Loss of International Credibility
We’re not on an island. Historically, the US honored agreements, even the ones a new administration didn’t like. Biden’s withdrawal from Afghanistan was a continuation of Trump’s deal with the Taliban—because once a deal was made, the US stuck to it. That’s how global stability works. But now? Any country negotiating with the US knows that agreements mean nothing. A nuclear-armed state considering disarmament won’t trust that sanctions relief will last. The US is no longer a reliable partner.
Loss of Soft Power
Even US allies are turning away. Canadians—who routinely send firefighters to help with US wildfires—are booing the national anthem. European leaders don’t just disagree with the US; they openly pity and mock it. The idea that the UK would follow America into another war, as Blair did with Iraq, is laughable now. A huge part of US global influence relied on its allies moving in sync with it—on the idea that if you turned against the US, you also lost access to Japan, Korea, Australia, Canada, Europe. That network effect is breaking down. America isn’t leading anymore; it’s flailing, and no one wants to follow.
Loss of the Rules-Based International Order
The one thing that’s kept global war at bay is the principle that land grabs won’t be tolerated. If a country tries it, the response is swift and punishing. That system is collapsing. By abandoning Ukraine, the US isn’t just ceding territory to Russia—it’s signaling that the rules don’t apply anymore. That means China can go after Taiwan. Russia can go after Estonia. Turkey can seize Greek Cyprus. And countries without nuclear weapons are now wondering if they need them.
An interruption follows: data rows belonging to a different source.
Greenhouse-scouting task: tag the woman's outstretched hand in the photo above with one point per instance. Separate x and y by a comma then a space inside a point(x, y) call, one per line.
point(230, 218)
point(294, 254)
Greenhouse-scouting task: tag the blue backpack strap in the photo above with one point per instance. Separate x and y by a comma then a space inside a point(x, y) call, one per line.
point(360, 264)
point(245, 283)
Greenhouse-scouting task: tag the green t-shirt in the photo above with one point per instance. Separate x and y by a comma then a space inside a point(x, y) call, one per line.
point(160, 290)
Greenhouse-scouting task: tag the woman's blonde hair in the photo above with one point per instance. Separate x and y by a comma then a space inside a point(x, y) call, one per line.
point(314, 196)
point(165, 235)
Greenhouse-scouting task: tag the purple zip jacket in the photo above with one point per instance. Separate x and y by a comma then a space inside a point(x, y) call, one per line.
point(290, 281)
The odds of a conflict spiraling into a full-scale war are higher than they’ve been since 1962, and there’s no safety net left. If you have young kids, their chances of fighting in a war just shot up.
Loss of the Social Contract
At the core of any functioning society is a shared agreement about what is and isn’t acceptable. Not everything is written in law—some things we just don’t do. You don’t openly take bribes as a government official. You don’t threaten election workers if they won’t fake results for you. The US used to have an institutional culture that held the system together. Once that’s gone, corruption becomes the norm, not the exception. If bribery isn’t punished, then the contractor paying off officials wins the bid—not the one with the best product. And once that culture takes hold, it’s almost impossible to undo, because the people benefiting from the corruption have every reason to keep it going.
This isn’t just a partisan problem—it’s everywhere. When Leftists start cheering for the execution of a healthcare CEO, that’s a symptom of the same rot. The belief in fair systems, in rule of law, in values that make a country functional—that’s what’s unraveling.
And even if you ignore all of that—ignore government officials making openly racist statements, ignore the consolidation of power under oligarchs, ignore the Nazi salutes, ignore the fact that the President is siding with Russia over US allies—the reality is, this country is screwed. Not just for the next election cycle. For decades.
Anyway, just dropping in for a sec. I’ve trying to live my life and ignoring the pointless cycles of back and forths with the Unreachables. My next adventure is to hike the Portuguese Way in a couple of months. I need time to process and clear out the poison that has infected us all.